Laut Umfragen ist eine Mehrheit der US-Bürger unzufrieden mit den Entwicklungen des Krieges im Irak. Allerdings hatte die Tötung von Abu al-Sarkawi, einem der wichtigsten Widerstandsführer, die Zustimmungsraten von Präsident George W. Bush deutlich verbessert. Zugleich ist die Öffentlichkeit tief gespalten über die richtige Strategie: Bleiben oder nach Hause gehen. Bush hat es bislang abgelehnt, ein konkretes Datum für einen Rückzug zu nennen. Vielmehr deutete er kürzlich an, dass er davon ausgehe, dass US-Truppen nach seiner Amtszeit noch lang im Irak bleiben müssen.

Die Strategen der Demokratischen und der Republikanischen Partei brüten über der Frage, wie das Thema Irak die bevorstehenden Kongresswahlen im November beeinflussen wird und was das für den Wahlkampf heißt. Sicher scheint, dass der Krieg Wahlkampfthema Nummer eins wird. Während die meisten Demokraten der Ansicht sind, dass der Krieg zu teuer geworden sei und die USA beginnen sollten, sich zurückzuziehen, deuten tonangebende Republikaner entschlossen jede Rückzugsdebatte als Rückgratlosigkeit.

Senatorin Hillary Clinton, Demokratin aus New York, nannte es eine „Schande“, dass einige Republikaner den Patriotismus derjenigen in Frage stellen, die Truppenteile abziehen wollen. „Sie verraten jene, die im Irak dienen, die unsere Armee unterstützen und die hart dafür arbeiten, dass unsere Mission ein Erfolg wird“, sagte Clinton. Dagegen wetterte der Republikaner John Cornyn: „Das Einzige, was die USA im Krieg gegen den Terror besiegen kann, ist Amerika selbst.
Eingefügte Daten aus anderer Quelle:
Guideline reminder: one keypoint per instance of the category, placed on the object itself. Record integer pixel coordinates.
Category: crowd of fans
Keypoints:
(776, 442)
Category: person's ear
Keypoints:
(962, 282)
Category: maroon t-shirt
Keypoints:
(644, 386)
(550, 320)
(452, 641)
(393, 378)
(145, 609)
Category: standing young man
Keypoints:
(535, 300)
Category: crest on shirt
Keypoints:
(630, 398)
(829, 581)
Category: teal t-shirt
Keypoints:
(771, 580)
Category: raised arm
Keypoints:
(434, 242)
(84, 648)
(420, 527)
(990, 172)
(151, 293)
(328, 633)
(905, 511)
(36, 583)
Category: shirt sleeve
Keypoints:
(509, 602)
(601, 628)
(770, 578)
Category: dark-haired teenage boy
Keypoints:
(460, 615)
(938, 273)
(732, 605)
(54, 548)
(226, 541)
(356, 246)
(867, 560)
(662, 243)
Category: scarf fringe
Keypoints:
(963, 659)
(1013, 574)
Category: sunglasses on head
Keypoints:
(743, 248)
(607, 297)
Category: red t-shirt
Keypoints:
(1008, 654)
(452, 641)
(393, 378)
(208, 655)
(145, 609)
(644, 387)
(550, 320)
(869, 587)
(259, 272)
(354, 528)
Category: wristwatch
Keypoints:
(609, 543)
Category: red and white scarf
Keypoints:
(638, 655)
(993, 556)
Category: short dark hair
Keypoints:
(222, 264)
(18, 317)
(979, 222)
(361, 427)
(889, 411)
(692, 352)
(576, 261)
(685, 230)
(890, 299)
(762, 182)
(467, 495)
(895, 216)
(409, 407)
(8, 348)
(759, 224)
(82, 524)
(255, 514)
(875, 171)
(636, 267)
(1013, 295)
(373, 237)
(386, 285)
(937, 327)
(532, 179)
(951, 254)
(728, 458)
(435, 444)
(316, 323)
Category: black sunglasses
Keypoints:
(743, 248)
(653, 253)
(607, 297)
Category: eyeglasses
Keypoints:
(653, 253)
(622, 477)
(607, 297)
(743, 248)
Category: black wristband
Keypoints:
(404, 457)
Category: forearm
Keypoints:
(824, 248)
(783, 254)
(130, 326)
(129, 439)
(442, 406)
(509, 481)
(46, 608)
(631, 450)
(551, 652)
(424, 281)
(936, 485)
Indem wir den Mut verlieren, für unsere Überzeugungen auch zu kämpfen.“ Die Senatsdebatte wird überschattet und angefeuert von dem Fund zweier verstümmelter Leichen. Es soll sich um zwei US-Soldaten handeln, die vergangene Woche südlich von Bagdad von ihrem Wachposten entführt worden waren. Offenbar waren die beiden allein an einer Brücke zurückgelassen worden, was nicht den Sicherheitsvorschriften entspricht. Ihre enthaupteten und verstümmelten Körper waren am Dienstag gefunden worden. „Dieser unglaubliche und abscheuliche Verlust ist ein Zeichen dafür, dass der Preis des Krieges zu hoch geworden ist“, sagte Christopher Dodd, ein Demokrat aus Connecticut. Republikaner hielten dagegen, dass der Tod von über 2.500 Amerikanern umsonst gewesen sei, wenn das Land seine zeitlich nie genau definierte Mission nun verlasse.
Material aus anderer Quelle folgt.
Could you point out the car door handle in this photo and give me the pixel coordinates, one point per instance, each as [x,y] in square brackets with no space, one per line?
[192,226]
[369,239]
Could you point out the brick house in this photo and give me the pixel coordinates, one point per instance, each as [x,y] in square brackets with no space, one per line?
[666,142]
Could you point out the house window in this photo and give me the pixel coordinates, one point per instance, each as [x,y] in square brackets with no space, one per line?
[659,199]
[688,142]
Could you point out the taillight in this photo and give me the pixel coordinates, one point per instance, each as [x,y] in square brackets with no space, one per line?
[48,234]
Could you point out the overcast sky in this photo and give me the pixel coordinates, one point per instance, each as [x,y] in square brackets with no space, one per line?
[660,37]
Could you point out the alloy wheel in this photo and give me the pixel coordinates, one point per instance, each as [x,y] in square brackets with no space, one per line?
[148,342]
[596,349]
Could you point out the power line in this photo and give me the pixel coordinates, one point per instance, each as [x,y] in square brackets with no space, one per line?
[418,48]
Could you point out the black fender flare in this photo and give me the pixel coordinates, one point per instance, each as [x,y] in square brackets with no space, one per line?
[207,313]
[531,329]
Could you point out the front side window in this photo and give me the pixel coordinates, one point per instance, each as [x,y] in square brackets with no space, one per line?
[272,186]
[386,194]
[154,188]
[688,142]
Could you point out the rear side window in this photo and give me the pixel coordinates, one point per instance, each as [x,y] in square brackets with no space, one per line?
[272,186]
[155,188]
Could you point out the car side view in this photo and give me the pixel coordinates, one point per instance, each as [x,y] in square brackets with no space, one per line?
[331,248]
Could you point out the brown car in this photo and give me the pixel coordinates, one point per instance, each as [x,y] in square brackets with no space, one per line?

Dagegen erwiderte Senator Russel Feingold, Demokrat, der beste Weg, die Toten zu ehren, sei, den Kurs des Krieges zu ändern. Die Demokraten hatten zuvor eine Woche lang versucht, innerparteiliche Meinungsverschiedenheiten zu überbrücken. Da dies offensichtlich nicht gelang, präsentierten sie im Laufe der achtstündigen Debatte schließlich zwei Positionen.

Die Senatoren Reed und Carl Levin sprachen sich für eine nicht bindende Resolution aus, erste Truppenteile Ende 2006 abzurufen. Von Präsident Bush sollte der Kongress zudem einen detaillierten Rückzugsplan erwarten, der allerdings kein konkretes Datum enthalten müsse. Die Senatoren Feingold und John Kerry, gescheiterter demokratischer Kandidat der letzten Präsidentschaftswahlen, sprachen sich für einen bindenden Änderungsantrag aus mit einem festen Rückzugsdatum, nämlich Juli 2007. „Unsere Truppen und unser Land haben mehr als eine gefühlte Lage des Senats verdient. Ihnen gebührt eine Strategie“, sagte Kerry.

Immer wieder beriefen sich die Demokraten auf einen Meinungsartikel des irakischen nationalen Sicherheitsberaters. Der hatte vergangene Woche in der Washington Post geschrieben, ein Truppenrückzug würde Irak und der irakischen Regierung helfen. Denn in den Augen der Mehrheit der dortigen Bevölkerung gälten die Amerikaner längst als Besatzer.